Dairy-free yogurt alternatives will become “the next Greek” as consumers continue to seek out something different, according to a market research company.
Packaged Facts said that healthier, more nutritious, uniquely flavoured, indulgent and decadent yogurts will benefit from their respective points of difference, and could forge themselves an important position in the market as it continues to evolve.
“To an even greater degree than Greek yogurt in its pure, plain incarnation,” Packaged Facts said, “dairy-free yogurt chips away at the premise that yogurt is, at heart, a good-for-you product category, any dessert flavours and candy toppings notwithstanding. Worse, non-dairy yogurt takes probiotics and high protein, both hot nutritional trends, and transfers these trump cards to the plant-based product trend’s bag of tricks. With the plant-based trend, many younger and trendier American eaters are switching lanes from ‘leaning more vegetarian’ to ‘leaning more veganish’, and thereby cutting back on or foregoing dairy.”
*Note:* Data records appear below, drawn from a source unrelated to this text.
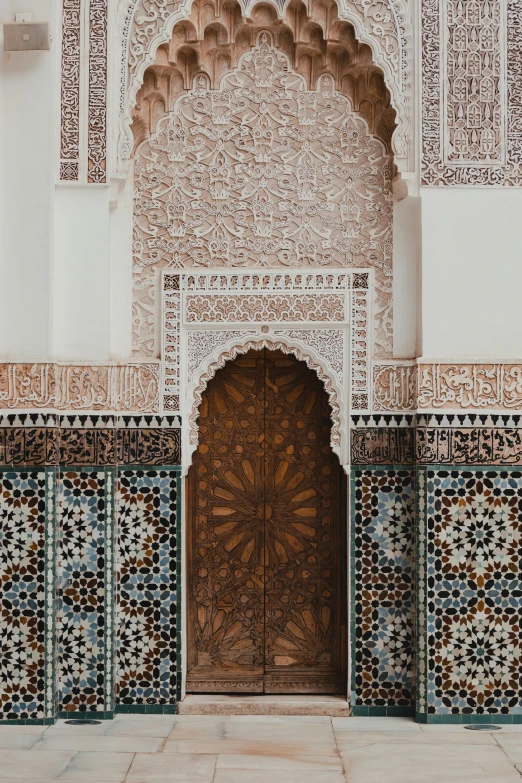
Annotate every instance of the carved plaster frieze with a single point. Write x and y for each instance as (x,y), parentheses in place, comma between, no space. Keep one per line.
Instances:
(470,386)
(472,103)
(263,172)
(193,348)
(117,387)
(84,68)
(70,90)
(97,92)
(331,309)
(394,386)
(384,25)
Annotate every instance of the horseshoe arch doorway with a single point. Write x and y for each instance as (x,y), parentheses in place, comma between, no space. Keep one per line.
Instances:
(266,537)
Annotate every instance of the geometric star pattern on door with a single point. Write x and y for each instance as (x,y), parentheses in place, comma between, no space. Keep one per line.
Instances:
(266,548)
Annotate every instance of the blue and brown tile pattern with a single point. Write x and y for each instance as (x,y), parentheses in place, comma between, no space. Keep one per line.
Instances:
(382,605)
(474,595)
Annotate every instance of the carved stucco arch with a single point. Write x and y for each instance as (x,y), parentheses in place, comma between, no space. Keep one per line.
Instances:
(230,351)
(144,25)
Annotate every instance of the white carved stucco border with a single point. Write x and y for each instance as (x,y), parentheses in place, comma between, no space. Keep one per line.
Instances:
(149,23)
(230,350)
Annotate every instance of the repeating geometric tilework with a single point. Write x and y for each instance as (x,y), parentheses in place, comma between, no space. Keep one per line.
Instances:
(22,594)
(474,596)
(146,606)
(383,571)
(82,609)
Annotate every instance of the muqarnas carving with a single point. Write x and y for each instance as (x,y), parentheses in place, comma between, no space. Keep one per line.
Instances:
(251,167)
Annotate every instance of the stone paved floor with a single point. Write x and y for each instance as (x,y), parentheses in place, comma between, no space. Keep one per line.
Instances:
(258,749)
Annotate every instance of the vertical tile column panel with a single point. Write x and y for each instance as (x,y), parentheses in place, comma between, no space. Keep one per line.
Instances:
(85,598)
(383,500)
(146,668)
(474,596)
(421,663)
(26,596)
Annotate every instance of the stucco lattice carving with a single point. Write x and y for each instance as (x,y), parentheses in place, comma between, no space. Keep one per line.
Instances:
(327,343)
(97,98)
(262,172)
(119,387)
(472,111)
(70,91)
(385,25)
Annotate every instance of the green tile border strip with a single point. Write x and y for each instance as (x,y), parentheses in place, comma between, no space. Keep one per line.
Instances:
(50,603)
(367,710)
(179,582)
(109,645)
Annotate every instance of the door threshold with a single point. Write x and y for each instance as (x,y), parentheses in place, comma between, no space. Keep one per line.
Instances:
(237,704)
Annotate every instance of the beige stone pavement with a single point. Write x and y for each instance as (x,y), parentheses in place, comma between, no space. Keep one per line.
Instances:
(258,749)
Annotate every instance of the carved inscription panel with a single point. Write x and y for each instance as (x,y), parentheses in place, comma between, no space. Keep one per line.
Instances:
(262,172)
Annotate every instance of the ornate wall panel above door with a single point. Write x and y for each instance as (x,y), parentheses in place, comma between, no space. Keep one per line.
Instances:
(262,173)
(321,317)
(471,98)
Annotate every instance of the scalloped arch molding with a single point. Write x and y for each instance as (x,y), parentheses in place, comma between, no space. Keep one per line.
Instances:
(385,25)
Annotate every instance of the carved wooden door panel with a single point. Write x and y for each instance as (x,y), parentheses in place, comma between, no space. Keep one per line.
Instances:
(304,591)
(265,540)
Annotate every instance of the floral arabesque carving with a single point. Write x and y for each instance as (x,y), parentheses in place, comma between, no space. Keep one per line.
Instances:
(262,172)
(88,387)
(221,356)
(472,110)
(472,386)
(384,25)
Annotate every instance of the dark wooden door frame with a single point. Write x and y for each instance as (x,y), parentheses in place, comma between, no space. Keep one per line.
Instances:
(258,679)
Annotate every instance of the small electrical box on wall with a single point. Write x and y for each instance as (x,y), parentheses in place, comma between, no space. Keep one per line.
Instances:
(26,37)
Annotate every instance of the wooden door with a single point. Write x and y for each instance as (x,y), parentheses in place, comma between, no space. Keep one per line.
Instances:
(266,544)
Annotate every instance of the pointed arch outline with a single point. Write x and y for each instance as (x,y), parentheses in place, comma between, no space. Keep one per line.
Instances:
(230,350)
(146,24)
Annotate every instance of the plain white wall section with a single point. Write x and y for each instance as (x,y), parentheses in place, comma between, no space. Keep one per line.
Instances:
(406,262)
(29,127)
(471,273)
(81,274)
(121,266)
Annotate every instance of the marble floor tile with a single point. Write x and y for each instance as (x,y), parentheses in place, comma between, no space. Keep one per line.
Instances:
(121,726)
(268,763)
(65,740)
(16,764)
(203,732)
(278,776)
(171,768)
(87,766)
(375,724)
(280,719)
(347,738)
(18,741)
(22,729)
(280,732)
(254,747)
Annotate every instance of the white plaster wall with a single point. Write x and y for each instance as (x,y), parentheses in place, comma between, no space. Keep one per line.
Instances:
(406,276)
(471,273)
(28,127)
(81,274)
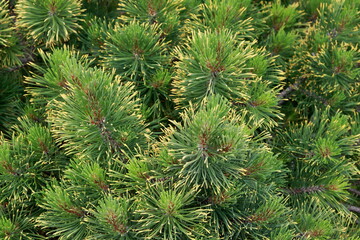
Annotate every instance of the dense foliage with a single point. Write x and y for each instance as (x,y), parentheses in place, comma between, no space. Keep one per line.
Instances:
(179,119)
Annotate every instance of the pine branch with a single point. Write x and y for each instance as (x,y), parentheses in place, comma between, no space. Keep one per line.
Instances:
(305,189)
(353,208)
(287,91)
(356,192)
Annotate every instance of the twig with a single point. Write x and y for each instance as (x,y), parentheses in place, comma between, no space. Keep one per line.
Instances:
(24,61)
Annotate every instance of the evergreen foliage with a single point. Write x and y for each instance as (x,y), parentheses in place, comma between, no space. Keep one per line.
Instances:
(184,119)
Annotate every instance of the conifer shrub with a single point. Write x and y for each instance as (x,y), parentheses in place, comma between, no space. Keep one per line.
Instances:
(184,119)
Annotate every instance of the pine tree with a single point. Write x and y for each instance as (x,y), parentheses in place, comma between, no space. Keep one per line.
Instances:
(184,119)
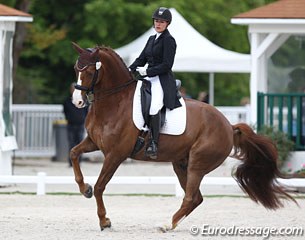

The category’s growth is reflected in emerging M&A activity; Danone sold the Stonyfield Farms brand to Lactalis for $875 million as part of its acquisition of WhiteWave Foods – itself a leading player in dairy-free products with brands such as Silk, Alpro and So Delicious Dairy-Free.
David Sprinkle, research director for Packaged Facts, said: “Although dairy-free is not the only innovation trend going, yogurt leaders have seen the dairy-free messaging on the wall. Stonyfield Farms, with its dairy-free yogurts, is now under Lactalis. Danone fields Silk (now including dairy-free and soy-free Silk Almondmilk) and So Delicious coconut culture yogurt alternatives.”
Packaged Facts’ predictions on the future of the dairy-free yogurt category can be found in the third edition of its Yogurt Market and Yogurt Innovation report.